Lifting the Burden of Farming with the Fordson Tractor

Small, maneuverable and inexpensive, Fordson tractors were an affordable option to many farmers.


| September 2017



Ford

A portrait of Henry Ford in about 1919.

Photo by Farm Collector archives

The first couple of decades of the 20th century were a time of great creativity in the automotive and agricultural fields, so it seems the 100th anniversary of some automobile, truck or tractor now comes along regularly. This time it’s the once ubiquitous and infamous Fordson tractor.

Charles Hart and Charles Parr built their first tractor in 1902 and became the first commercially successful tractor company. They were soon joined by the newly minted International Harvester Co. in 1906 and Rumely in 1909, while Aultman & Taylor, J.I. Case, Fairbanks-Morse and Minneapolis Steel & Machinery and several smaller firms soon took the plunge, some with strangely designed contraptions, as no one yet quite knew what a tractor should look like. An engineer named C.M. Eason wrote in 1916 that there were some 150 different tractors on the market and that “no two of them (were) alike.”

However, “freak tractors,” as Editor Raymond Olney of Power Farming called them, began to disappear, and by 1920 a more or less standard design had evolved. Four wheels, including two large drive wheels at the rear, 4-cylinder engines (with a couple of notable exceptions), and automotive-type, sliding gear transmissions were features of most 1920 tractors.

Gear trains were usually enclosed and running in oil, and magneto ignition replaced the old make-and-break type, while roller and ball bearings began replacing babbitt metal.
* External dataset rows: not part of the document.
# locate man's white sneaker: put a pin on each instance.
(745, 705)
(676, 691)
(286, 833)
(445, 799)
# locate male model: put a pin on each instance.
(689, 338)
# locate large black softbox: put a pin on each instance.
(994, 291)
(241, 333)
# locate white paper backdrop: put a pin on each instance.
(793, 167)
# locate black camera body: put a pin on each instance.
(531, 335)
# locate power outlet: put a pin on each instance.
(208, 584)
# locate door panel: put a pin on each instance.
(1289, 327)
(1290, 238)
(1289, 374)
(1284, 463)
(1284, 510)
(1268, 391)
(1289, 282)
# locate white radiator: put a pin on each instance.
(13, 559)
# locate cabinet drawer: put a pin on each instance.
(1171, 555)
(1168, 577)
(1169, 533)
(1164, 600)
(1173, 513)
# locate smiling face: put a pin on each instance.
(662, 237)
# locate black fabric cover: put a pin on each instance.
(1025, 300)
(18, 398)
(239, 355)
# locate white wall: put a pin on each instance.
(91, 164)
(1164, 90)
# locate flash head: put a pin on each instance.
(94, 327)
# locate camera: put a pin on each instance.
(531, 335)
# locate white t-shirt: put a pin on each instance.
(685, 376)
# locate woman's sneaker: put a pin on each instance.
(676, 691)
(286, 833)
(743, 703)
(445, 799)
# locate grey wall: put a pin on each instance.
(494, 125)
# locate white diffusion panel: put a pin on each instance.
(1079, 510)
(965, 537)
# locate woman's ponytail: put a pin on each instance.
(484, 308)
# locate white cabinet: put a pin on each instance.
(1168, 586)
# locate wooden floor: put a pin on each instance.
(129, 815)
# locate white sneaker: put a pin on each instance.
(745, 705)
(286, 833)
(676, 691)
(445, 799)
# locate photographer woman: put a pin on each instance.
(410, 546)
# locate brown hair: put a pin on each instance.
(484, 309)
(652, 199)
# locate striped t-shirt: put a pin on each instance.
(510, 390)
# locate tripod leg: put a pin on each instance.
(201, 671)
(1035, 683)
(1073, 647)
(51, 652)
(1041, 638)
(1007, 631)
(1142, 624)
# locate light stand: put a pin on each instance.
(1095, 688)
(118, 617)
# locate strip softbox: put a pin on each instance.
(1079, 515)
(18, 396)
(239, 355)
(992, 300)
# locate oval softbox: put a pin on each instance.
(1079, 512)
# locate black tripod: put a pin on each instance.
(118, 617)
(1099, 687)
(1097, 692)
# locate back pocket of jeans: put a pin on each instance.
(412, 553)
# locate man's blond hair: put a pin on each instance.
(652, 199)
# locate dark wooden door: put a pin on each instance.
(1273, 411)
Much credit for these improvements was given to the 1917 merger of the Society of Tractor Engineers and the Society of Automotive Engineers, which resulted in automotive practices being applied to tractors.

Improving the farmer’s life

A prime example of the application of car-building expertise to tractors was the Fordson introduced by Henry Ford in 1917. For several years prior to the U.S. entry into the war then raging in Europe, rumors about Ford building a tractor had been making the rounds. It’s not so surprising when one thinks about it – a “farm motor” or tractor was certainly a lot more like an automobile than the binders, threshers and plows being cranked out by McCormick, Case and Deere.

Henry Ford was the son of a farmer and hated the drudgery of farm work. Legend has it that 12-year-old Henry, while riding with his father in a wagon behind a team of horses, saw his first steam threshing rig. This supposedly sparked the boy’s abiding interest in improving the life of farmers through mechanization.